WashCo, ClackCo added to Two-Week Pause list


Four counties join five others already on list

PORTLAND, Ore. (KOIN) — Both Washington and Clackamas Counties have been added to Oregon’s Two-Week Pause list in response to the rise in coronavirus cases in the region.

Oregon Governor Kate Brown announced Monday four more counties would be added to the group: Washington, Clackamas, Baker and Union.

While on the Two-Week Pause list, counties must put a halt to social activities to help stop the spread of COVID-19. The counties on the list must “pause” from November 11 through November 25.

Multnomah County, the state’s most populated county, was put on the list last week along with five others: Jackson, Malheur, Marion, Multnomah and Umatilla.

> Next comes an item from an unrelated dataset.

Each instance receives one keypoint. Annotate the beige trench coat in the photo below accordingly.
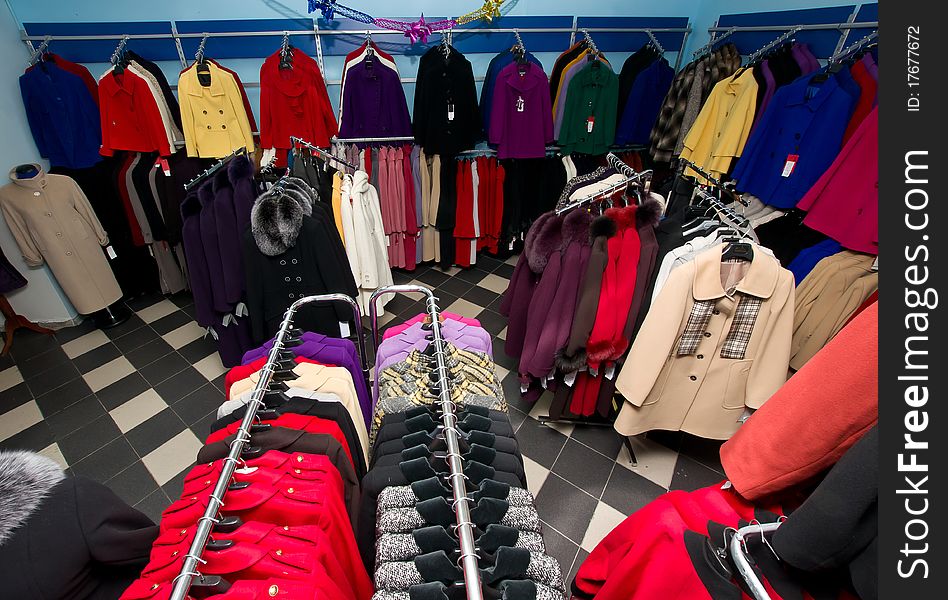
(53, 222)
(702, 393)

“As we continue to see alarmingly high case rates reflective of sporadic community spread, now is the time to implement measures to further reduce gatherings and curb human contact,” Brown said Monday. “The Two-Week Pause measures are designed to reduce the amount of people we interact with and the frequency of those encounters. We all must continue to do our part to stop this virus from spreading, particularly limiting our social gatherings and interactions, or we risk further closures and restrictions.”

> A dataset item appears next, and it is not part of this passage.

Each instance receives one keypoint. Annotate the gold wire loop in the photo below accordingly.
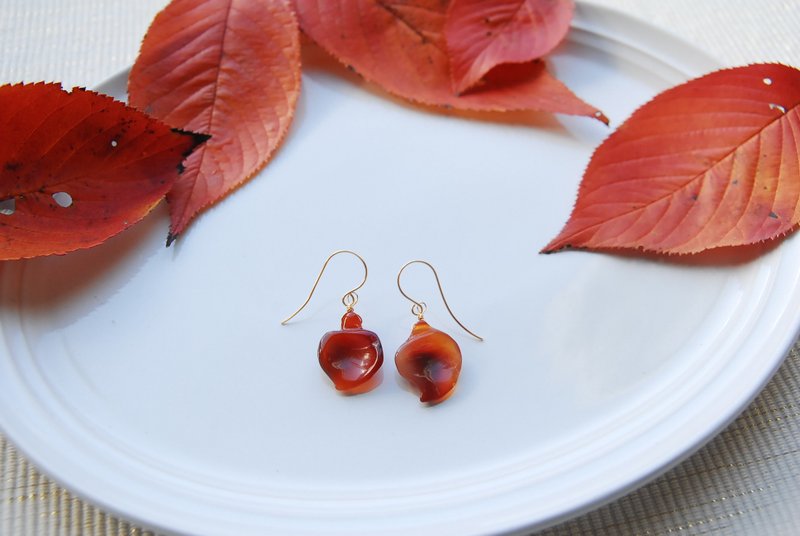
(419, 308)
(349, 299)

According to state officials, The Two-Week Pause is being instituted in counties with a case rate above 200 per 100,000 people over a two-week period, or more than 60 cases over a two-week period for counties with less than 30,000 people.

The Two-Week Pause measures include:

  • Urging all businesses to mandate work from home to the greatest extent possible.
  • Pausing long-term care facility visits that take place indoors to protect staff and residents.
  • Reducing maximum restaurant capacity to 50 people (including customers and staff) for indoor dining, with a maximum party size of six. Continuing to encourage outdoor dining and take out.
  • Reducing the maximum capacity of other indoor activities to 50 people (includes gyms, fitness organizations/studios, bowling alleys, ice rinks, indoor sports, pools, and museums).
  • Limiting social gatherings to your household, or no more than six people if the gathering includes those from outside your household, reducing the frequency of those social gatherings (significantly in a two-week period), and keeping the same six people in your social gathering circle.